Thanks to Prof Philip Stott on EnviroSpin Watch for spotting a startling development in the parallel universe of climate-change 'science', which if true leaves its integrity and credibility in shreds. An expert on hurricanes, cyclones and typhoons, Chris Landsea, has resigned from the International Panel on Climate Change after what he says was a gross misrepresentation of scientific evidence to claim falsely that global warming was producing more hurricane activity. In an open letter to his colleagues, Landsea says that shortly after he had drafted the hurricanes chapter for the IPCC's fourth assessment report's Observations chapter, the Observations lead author, Dr. Kevin Trenberth, told a press conference organised by scientists at Harvard that global warming would spur the occurrence of more hurricane activity. But Landsea knew that this was the precise opposite of what the scientific evidence had suggested. He writes:
'I found it a bit perplexing that the participants in the Harvard press conference had come to the conclusion that global warming was impacting hurricane activity today. To my knowledge, none of the participants in that press conference had performed any research on hurricane variability, nor were they reporting on any new work in the field. All previous and current research in the area of hurricane variability has shown no reliable, long-term trend up in the frequency or intensity of tropical cyclones, either in the Atlantic or any other basin. The IPCC assessments in 1995 and 2001 also concluded that there was no global warming signal found in the hurricane record.
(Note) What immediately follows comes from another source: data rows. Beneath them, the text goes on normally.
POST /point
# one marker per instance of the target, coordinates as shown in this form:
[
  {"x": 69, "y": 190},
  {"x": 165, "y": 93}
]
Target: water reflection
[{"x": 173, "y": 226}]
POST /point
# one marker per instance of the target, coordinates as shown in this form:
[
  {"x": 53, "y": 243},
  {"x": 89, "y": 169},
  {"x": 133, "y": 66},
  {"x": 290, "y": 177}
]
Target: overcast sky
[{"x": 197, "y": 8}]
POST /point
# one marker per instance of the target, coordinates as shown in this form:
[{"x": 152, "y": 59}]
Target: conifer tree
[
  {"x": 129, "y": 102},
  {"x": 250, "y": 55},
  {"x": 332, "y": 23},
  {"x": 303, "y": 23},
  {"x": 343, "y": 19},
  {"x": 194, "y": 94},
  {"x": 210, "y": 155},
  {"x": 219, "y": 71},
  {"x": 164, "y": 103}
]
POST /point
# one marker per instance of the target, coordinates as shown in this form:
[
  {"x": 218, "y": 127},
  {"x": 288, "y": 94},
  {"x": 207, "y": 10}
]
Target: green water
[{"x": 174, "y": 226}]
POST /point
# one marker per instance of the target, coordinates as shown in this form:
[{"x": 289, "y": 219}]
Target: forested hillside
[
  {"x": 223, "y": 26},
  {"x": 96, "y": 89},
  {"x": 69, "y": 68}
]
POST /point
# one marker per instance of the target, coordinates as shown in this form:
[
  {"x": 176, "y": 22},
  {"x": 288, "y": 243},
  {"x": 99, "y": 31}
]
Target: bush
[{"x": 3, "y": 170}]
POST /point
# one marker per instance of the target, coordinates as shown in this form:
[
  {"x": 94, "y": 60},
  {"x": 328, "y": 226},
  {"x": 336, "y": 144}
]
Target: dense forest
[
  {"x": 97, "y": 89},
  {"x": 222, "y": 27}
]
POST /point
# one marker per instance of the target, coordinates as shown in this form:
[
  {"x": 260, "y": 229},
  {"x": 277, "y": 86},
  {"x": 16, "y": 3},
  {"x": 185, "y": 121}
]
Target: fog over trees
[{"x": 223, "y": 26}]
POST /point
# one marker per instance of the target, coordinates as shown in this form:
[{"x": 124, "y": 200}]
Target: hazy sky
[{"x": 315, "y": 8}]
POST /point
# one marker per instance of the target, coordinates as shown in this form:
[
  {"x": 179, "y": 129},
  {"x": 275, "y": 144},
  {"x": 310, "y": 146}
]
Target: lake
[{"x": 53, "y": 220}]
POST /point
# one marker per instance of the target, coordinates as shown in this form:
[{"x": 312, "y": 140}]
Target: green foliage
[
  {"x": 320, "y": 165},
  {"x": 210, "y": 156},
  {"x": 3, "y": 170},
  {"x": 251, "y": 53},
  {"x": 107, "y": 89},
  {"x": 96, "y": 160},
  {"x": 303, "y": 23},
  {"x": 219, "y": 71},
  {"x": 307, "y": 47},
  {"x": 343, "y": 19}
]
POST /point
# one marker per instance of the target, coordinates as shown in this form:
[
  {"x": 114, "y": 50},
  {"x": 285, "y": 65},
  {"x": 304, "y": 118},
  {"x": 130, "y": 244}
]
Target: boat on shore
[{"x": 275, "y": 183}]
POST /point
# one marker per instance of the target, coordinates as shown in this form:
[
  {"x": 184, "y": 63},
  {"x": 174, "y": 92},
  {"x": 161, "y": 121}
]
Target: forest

'Moreover, the evidence is quite strong and supported by the most recent credible studies that any impact in the future from global warming upon hurricane will likely be quite small. The latest results from the Geophysical Fluid Dynamics Laboratory (Knutson and Tuleya, Journal of Climate, 2004) suggest that by around 2080, hurricanes may have winds and rainfall about 5% more intense than today. It has been proposed that even this tiny change may be an exaggeration as to what may happen by the end of the 21st Century (Michaels, Knappenberger, and Landsea, Journal of Climate, 2005, submitted).
'It is beyond me why my colleagues would utilize the media to push an unsupported agenda that recent hurricane activity has been due to global warming. Given Dr. Trenberth’s role as the IPCC’s Lead Author responsible for preparing the text on hurricanes, his public statements so far outside of current scientific understanding led me to concern that it would be very difficult for the IPCC process to proceed objectively with regards to the assessment on hurricane activity. My view is that when people identify themselves as being associated with the IPCC and then make pronouncements far outside current scientific understandings that this will harm the credibility of climate change science and will in the longer term diminish our role in public policy.'
When Landsea expressed his concerns, he says, the IPCC simply brushed them aside. So Landsea has now left the IPCC, saying:
'I personally cannot in good faith continue to contribute to a process that I view as both being motivated by pre-conceived agendas and being scientifically unsound'.
If Landsea is correct, then this is a tremendous scandal and immensely damaging to the reputation not just of the individuals concerned but of science in general. Of course, it would not be surprising to people like myself who have long argued that the IPCC has disgracefully politicised science and, through its highly tendentious employment of climate computer modelling to produce the bogus certainty of man-made global warming, already destroyed the claim of this branch of science to its most precious attribute, evidential truth. But if Landsea's account is true, then for the first time the IPCC's hand will have been caught squarely in the till.